Directed by Tom Laughlin
Produced by Frank Capra, Jr.
Written by Tom Laughlin & Delores Taylor
See, it’s one thing when Billy Jack (Tom Laughlin) goes into a two or three minute monologue about how he’s gonna kick ass and takes his time removing his socks and boots before doing so. Given the conventions of an action movie, we go along with it for the purposes of suspending our disbelief for the duration of the time we are willing inhabit this fictional universe. But when we have JEAN ROBERTS (Delores Taylor) also going into the ritual of removing her socks and boots before kicking ass…well, you done lost me.
And don’t get me wrong. We have seen in the previous movie; “The Trial of Billy Jack” that Jean has been studying hapkido under the tutelage of Bong Soo Han himself, renowned as the ‘Father of Hapkido.’ So I would expect that between that movie and this she has achieved a level of proficiency where she can certainly handle herself if attacked. But removing off her socks and boots while her opponents, all of them trained CIA killers who have knives in their hands assigned to kill her but patiently wait for her to get herself ready to beat their asses…nah.
But then again, this isn’t the first improbable thing that BILLY JACK GOES TO WASHINGTON wants us to accept. For many years this was the red-headed stepchild of the “Billy Jack” franchise. It only had a very limited theatrical release and really has only enjoyed a wide viewing availability on DVD and via cable/satellite channels such as The Sony Movie Channel which is where I saw it. And for good reason. Whereas “Billy Jack” is a supremely good movie to watch and “The Trial of Billy Jack” is worth watching if you know what you’re getting into, BILLY JACK GOES TO WASHINGTON is worth forgetting.
Through a series of events that are far too complicated for me to relate here in this review as I try and hold them down to a thousand words or less, Billy Jack is appointed a United States Senator to fill out the term of a Senator that has died. Billy Jack quickly decides to use his new found power to propose a bill to fund a national youth camp. Unfortunately for him that land has already been earmarked by the D.C. power elite for a nuclear power plant. Billy Jack counts on the help of an old family friend, Senator Joseph Paine (E.G. Marshall) to achieve this goal but Paine is under the control of Mr. Bailey (Sam Wanamaker) who holds no political office but does hold the balls of Senators and Congressmen in his pocket.
Billy Jack refuses to play political ball and decides to take to the Senate floor to get his message out. In a stirring filibuster in which we see that Tom Laughlin tries his best to invoke the spirit of Jimmy Stewart and grab an Academy Award attempts to save his youth camp and expose the evils of Big Corporation.
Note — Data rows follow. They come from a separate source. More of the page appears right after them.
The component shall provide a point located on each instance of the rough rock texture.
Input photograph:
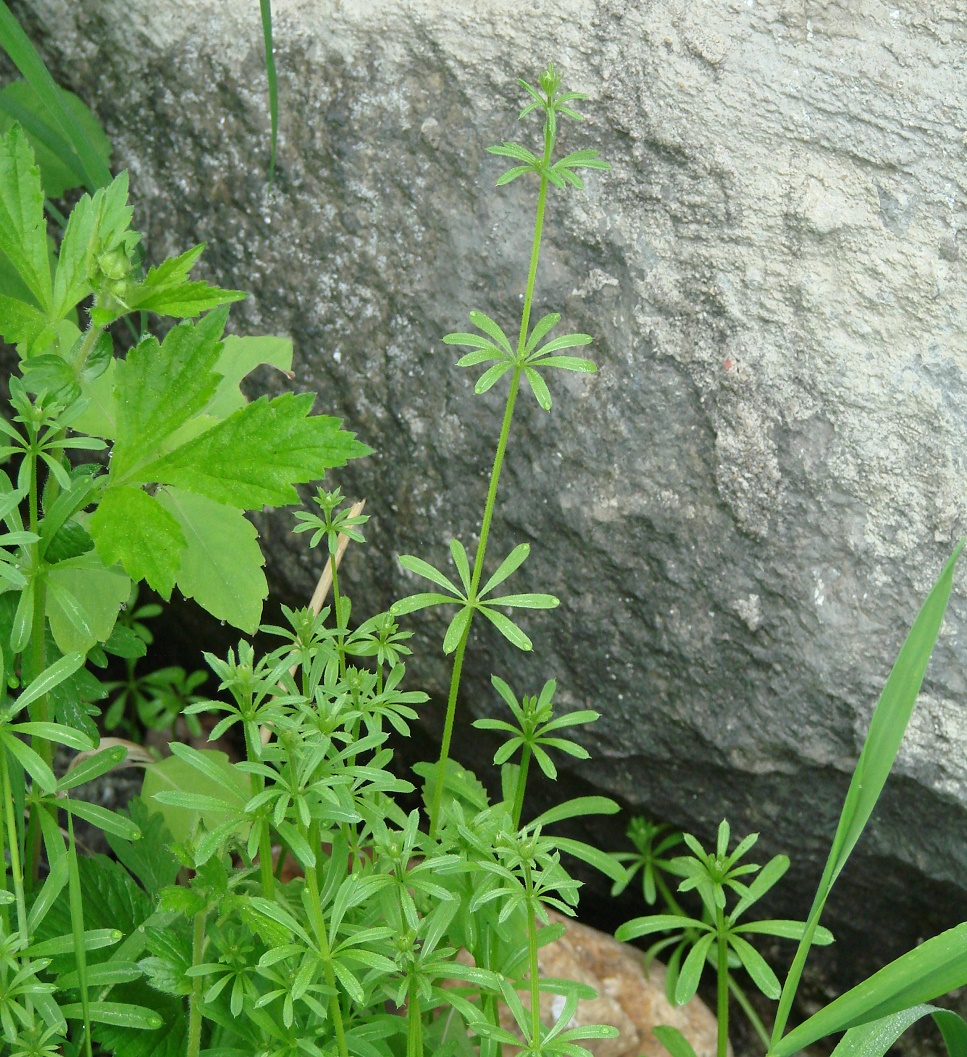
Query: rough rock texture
(629, 999)
(743, 510)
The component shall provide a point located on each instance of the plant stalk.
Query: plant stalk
(198, 985)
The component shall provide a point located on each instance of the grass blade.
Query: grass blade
(887, 728)
(273, 85)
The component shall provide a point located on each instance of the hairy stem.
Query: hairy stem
(198, 985)
(722, 1050)
(318, 924)
(534, 972)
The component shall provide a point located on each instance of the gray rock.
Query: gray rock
(743, 511)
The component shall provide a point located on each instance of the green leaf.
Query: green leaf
(922, 975)
(175, 775)
(484, 322)
(21, 323)
(656, 923)
(167, 291)
(149, 858)
(22, 224)
(24, 56)
(691, 970)
(84, 600)
(255, 457)
(71, 281)
(161, 387)
(756, 966)
(538, 387)
(889, 722)
(514, 560)
(118, 1014)
(507, 628)
(673, 1041)
(60, 168)
(132, 527)
(221, 566)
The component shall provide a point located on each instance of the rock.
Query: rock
(743, 511)
(629, 999)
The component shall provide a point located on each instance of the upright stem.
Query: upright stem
(521, 786)
(495, 479)
(198, 985)
(534, 972)
(414, 1020)
(722, 967)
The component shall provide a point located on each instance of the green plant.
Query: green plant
(877, 1011)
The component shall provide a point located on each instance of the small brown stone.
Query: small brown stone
(629, 999)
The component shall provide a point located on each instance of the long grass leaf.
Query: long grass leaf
(273, 85)
(887, 728)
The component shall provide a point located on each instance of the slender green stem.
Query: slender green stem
(495, 480)
(534, 970)
(273, 84)
(14, 844)
(80, 956)
(475, 585)
(414, 1020)
(318, 924)
(340, 631)
(722, 967)
(746, 1006)
(521, 785)
(198, 985)
(253, 742)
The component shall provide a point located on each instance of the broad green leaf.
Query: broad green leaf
(175, 775)
(132, 527)
(240, 356)
(24, 56)
(167, 291)
(484, 322)
(934, 967)
(673, 1041)
(221, 566)
(157, 388)
(22, 224)
(255, 457)
(84, 600)
(60, 169)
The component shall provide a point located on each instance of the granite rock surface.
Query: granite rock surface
(742, 511)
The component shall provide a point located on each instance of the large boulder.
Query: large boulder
(743, 511)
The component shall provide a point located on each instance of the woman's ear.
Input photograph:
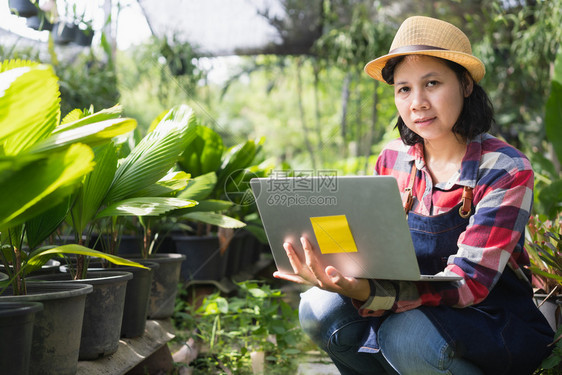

Now, don’t get me wrong…I fully understand that all of Tom Laughlin’s Billy Jack movies are his platform for his political views. And in the case of “Billy Jack” and even “The Trial of Billy Jack” I appreciate and understand what he did. Especially in the the case of “Billy Jack” which is a pretty damn good movie when taken on its own terms. But this movie? MEH.
My recommendation? Watch “Born Losers” “Billy Jack” and “The Trial of Billy Jack” and leave it at that. There’s an excellent reason why BILLY JACK GOES TO WASHINGTON was unseen for many years and it’s the best reason of all. It’s not a good movie. Even though it boasts A-List actors such as E.G. Marshall, Sam Wanamaker and Pat O’Brien it also give the spotlight to Lucie Arnaz. And in this movie she demonstrates that she has neither the looks nor talent of her parents and we can easily see why she never had a career to equal theirs.
But Tom Laughlin and Delores Taylor are always watchable. They are these characters and that gives them a reality that’s worth watching. I did enjoy seeing Teresa Laughlin as Carol as I like seeing how that character has grown and developed from a folk-song singing kid in “Billy Jack” to being Jean’s unofficial second-in-command to the point that there are a couple of times in the movie where Billy Jack asks for her opinion instead of Jean’s.
But I can’t recommend BILLY JACK GOES TO WASHINGTON as entertainment unless you seen all the other “Billy Jack” movies and just want to complete the series. It’s too blatant an attempt to cram the political views of Laughlin and Taylor into their fiction and I can’t endorse the movie as entertainment.